本以為他隻是掃了她一眼,可宋景歌再次抬頭時,發現魏祁還在看她,隻不過這次他的目光收回的很快,仿佛從未看她一樣。

宋景歌的心也微微快跳了幾分,正忖度間,忽聽堂中有女子“啊”了一聲,見門口兩個男子拉扯著一個十分漂亮的丫頭,見魏祁抬頭看他,叫道:“大人,辛苦一天了,能不能讓兄弟們樂和一下?”

糟踐罪臣的家眷奴婢,是廠衛的老規矩,還有的官為了巴結,也是經常送歌妓舞姬上門的。

可能是因為魏祁自己是太監的緣故,本人沒興趣,卻很願意看他們殘殺與獸性大發,因此一言不發,冷冷望著,像是默許了。

那丫頭是沈如善的奴婢,雖是奴婢,但也是清白的好人家,哪裏肯依,死死把著門框,尖聲叫道:“小姐,小姐救命啊。”

沈如善隻恨這個賤婢不知好歹,這時候大聲的叫自己,是想害死她嗎!所以,隻當沒聽見。

忽聽一個少年走到正堂,嗬斥道:“放肆,你們幹什麽,竟敢在宋府撒野……”原來是宋家二公子宋柯!

話音未落,隻聽“啊”地一聲慘叫,骨頭斷裂,宋柯抱著胳膊蹲在地上。

“柯兒……”三房胡氏瘋狂大叫,撲了上去,千算萬算沒算到自己的寶貝兒子居然這個時候回來了!還敢當眾喝斥廠衛的人!他真是不要命了!

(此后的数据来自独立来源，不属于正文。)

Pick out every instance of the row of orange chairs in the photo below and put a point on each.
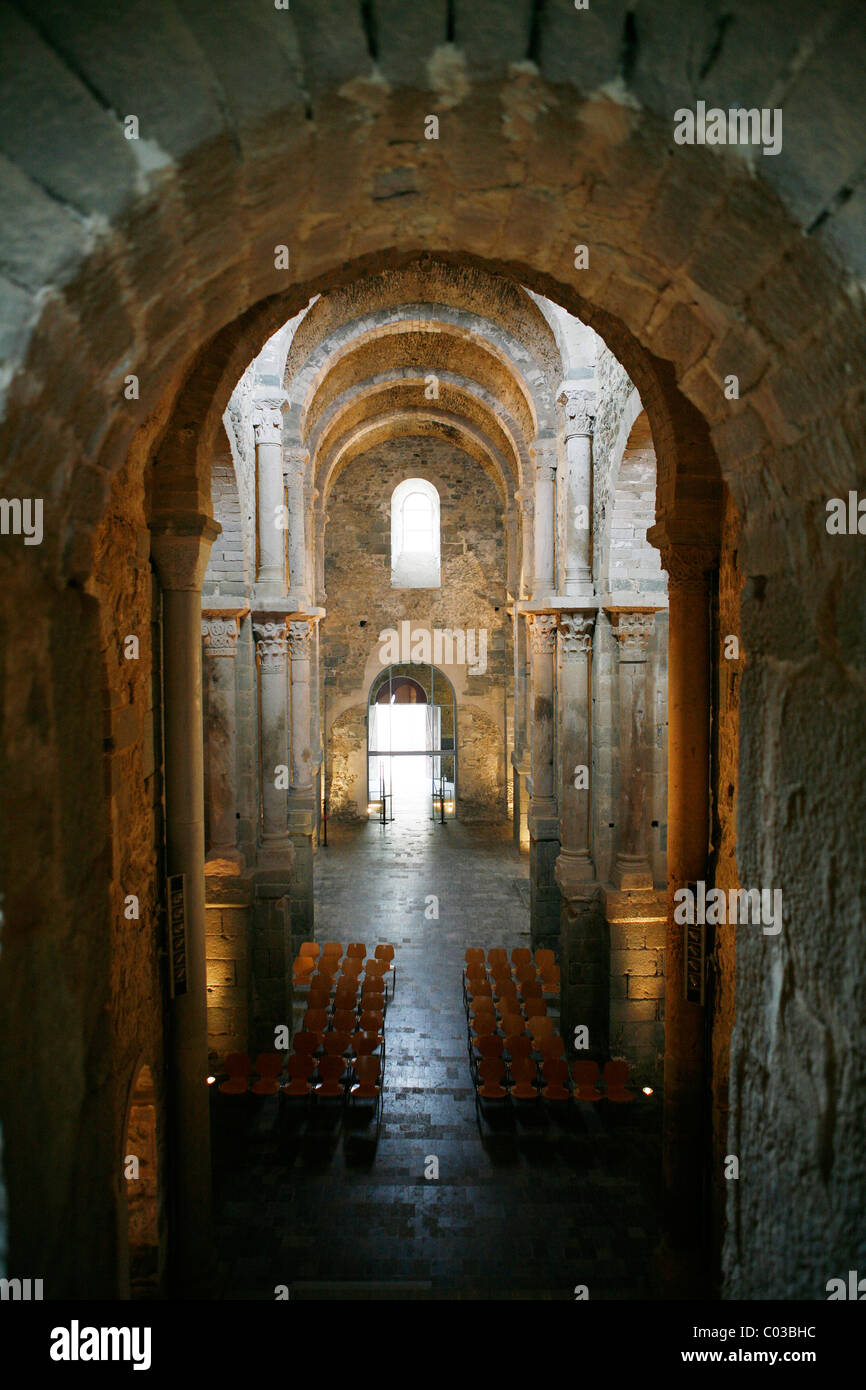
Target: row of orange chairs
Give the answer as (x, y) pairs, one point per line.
(323, 965)
(266, 1068)
(334, 1079)
(520, 1080)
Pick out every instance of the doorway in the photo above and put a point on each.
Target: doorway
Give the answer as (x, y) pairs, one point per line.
(412, 745)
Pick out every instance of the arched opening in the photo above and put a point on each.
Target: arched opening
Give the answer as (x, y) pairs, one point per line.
(412, 744)
(414, 535)
(142, 1189)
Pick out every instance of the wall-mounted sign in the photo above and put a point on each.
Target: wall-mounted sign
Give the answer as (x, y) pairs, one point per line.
(694, 955)
(177, 934)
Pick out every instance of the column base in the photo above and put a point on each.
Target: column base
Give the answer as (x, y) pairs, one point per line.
(224, 861)
(631, 873)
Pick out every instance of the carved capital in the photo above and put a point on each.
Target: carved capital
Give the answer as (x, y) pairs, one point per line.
(295, 459)
(542, 633)
(576, 634)
(300, 637)
(578, 414)
(271, 645)
(688, 565)
(267, 421)
(220, 635)
(633, 631)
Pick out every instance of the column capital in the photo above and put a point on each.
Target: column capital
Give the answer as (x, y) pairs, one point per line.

“你也不錯嘛……”那兩個男子見胡氏年輕貌美,過來拉扯胡氏,胡氏驚的大叫!沒想到他們居然喪心病狂到這種地步!好歹她還是宋大人的夫人!

真是奇恥大辱!

奇恥大辱啊!

“慢!”宋平秋實在是看不下去了,也軟綿綿的嗬了一聲。胡氏得到自由,“哇”地跑到人群之中,竟連兒子也不顧了。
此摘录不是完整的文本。